Reach was born on Nov. 5, 1925 in Siluria. He joined the Navy at 18 years old in 1944 and served in WWII aboard the destroyer USS Stormes.
“Mr. Reach was on the gun deck when an enemy plane came into view through the smoke of battle,” Moore wrote as a part of his obituary. “When the suicide plane hit, Mr. Reach was only 30 to 35 feet from where it struck, but he escaped with only a piece of shrapnel in his leg.”
Moore asked her uncle what happened to the piece of shrapnel when it was removed from his leg.
“He told me he had a machinist on the ship make it into a ring. He said, ‘When I got home, I gave it to a girl. If I want anyone to know who that was, I’ll be the one to tell them.’ In other words, it wasn’t Aunt Beth,” Moore said, laughing.
Reach reenlisted in the Navy at the end of the Korean War. He spent three years on a tanker in the Panama Canal Zone. He was later transferred to the USS Randolph, an aircraft carrier involved in the Cuban Missile Crisis blockade.
The Randolph twice served as the primary pick-up vehicle for astronauts returning from the space flights, namely Virgil Grissom and John Glenn, Moore wrote.
“He served coffee to the first person that ever went to the moon when he dropped into the ocean,” said sister Frances Reach Watts, an Alabaster resident. “When he came aboard the ship, Wesley served him his first cup of coffee. He was a 30-year veteran, and had lots of interesting things happen to him.”

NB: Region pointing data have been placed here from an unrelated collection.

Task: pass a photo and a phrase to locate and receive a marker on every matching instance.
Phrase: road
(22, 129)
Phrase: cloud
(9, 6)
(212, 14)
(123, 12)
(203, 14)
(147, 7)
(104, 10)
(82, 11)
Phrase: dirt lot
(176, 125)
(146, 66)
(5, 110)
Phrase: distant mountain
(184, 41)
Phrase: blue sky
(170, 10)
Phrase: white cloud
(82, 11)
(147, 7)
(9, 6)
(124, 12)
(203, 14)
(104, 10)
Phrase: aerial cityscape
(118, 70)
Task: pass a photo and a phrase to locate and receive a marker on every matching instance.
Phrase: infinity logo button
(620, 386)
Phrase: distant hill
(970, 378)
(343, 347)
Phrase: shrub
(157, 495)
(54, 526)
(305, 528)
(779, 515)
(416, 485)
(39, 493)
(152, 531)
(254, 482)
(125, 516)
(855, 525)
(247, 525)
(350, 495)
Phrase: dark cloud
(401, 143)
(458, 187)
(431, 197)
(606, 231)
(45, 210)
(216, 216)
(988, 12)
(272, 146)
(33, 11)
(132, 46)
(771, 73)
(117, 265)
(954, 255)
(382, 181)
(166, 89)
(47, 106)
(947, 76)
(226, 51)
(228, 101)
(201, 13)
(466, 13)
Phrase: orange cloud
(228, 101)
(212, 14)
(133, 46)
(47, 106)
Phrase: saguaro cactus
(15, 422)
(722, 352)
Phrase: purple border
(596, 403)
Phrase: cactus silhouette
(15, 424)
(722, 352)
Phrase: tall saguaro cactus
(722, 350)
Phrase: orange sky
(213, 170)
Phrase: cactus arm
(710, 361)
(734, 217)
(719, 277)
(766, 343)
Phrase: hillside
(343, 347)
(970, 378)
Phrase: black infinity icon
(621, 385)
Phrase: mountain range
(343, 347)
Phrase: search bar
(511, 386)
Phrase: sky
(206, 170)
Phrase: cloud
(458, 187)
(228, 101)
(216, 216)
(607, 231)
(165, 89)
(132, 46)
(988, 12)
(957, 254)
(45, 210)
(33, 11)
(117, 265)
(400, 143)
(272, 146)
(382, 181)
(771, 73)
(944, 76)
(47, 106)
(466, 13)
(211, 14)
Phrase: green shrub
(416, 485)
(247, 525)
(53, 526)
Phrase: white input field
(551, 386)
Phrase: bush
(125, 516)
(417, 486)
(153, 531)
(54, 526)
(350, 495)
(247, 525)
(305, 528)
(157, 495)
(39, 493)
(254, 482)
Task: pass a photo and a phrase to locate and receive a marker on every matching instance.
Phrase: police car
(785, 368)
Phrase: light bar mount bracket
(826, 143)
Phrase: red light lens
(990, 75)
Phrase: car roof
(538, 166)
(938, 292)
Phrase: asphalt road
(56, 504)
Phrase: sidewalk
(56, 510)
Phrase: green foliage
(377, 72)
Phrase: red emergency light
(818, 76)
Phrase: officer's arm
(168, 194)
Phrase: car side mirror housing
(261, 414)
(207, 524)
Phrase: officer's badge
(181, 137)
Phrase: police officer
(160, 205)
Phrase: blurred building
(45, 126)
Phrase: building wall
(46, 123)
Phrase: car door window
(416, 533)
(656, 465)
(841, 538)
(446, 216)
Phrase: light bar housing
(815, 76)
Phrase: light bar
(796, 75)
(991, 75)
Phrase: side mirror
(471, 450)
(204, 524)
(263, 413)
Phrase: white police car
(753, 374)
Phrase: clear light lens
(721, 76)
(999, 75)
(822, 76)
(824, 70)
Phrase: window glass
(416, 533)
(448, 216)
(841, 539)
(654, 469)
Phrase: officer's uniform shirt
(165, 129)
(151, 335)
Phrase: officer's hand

Reach then became a naval recruiter and was named Recruiter of the Year in 1967. He retired from the Navy in 1971. When Reach returned home, he and his wife, Beth, moved to Huntsville to be close to her family.
“He was a mighty good man, a good Christian man,” Watts said. “He was a fun-loving fellow. He was just a good fellow all around. We all adored him.”
Reach is survived by his wife of 62 years, Maybeth Turner Reach, Huntsville; daughter, Patty Reach McCarley (Scott); grandson, Wesley McCarley of Huntsville; sisters, Frances Reach Watts, and Adele “Tiny” Reach Kirkland of Alabaster, and many nieces and nephews.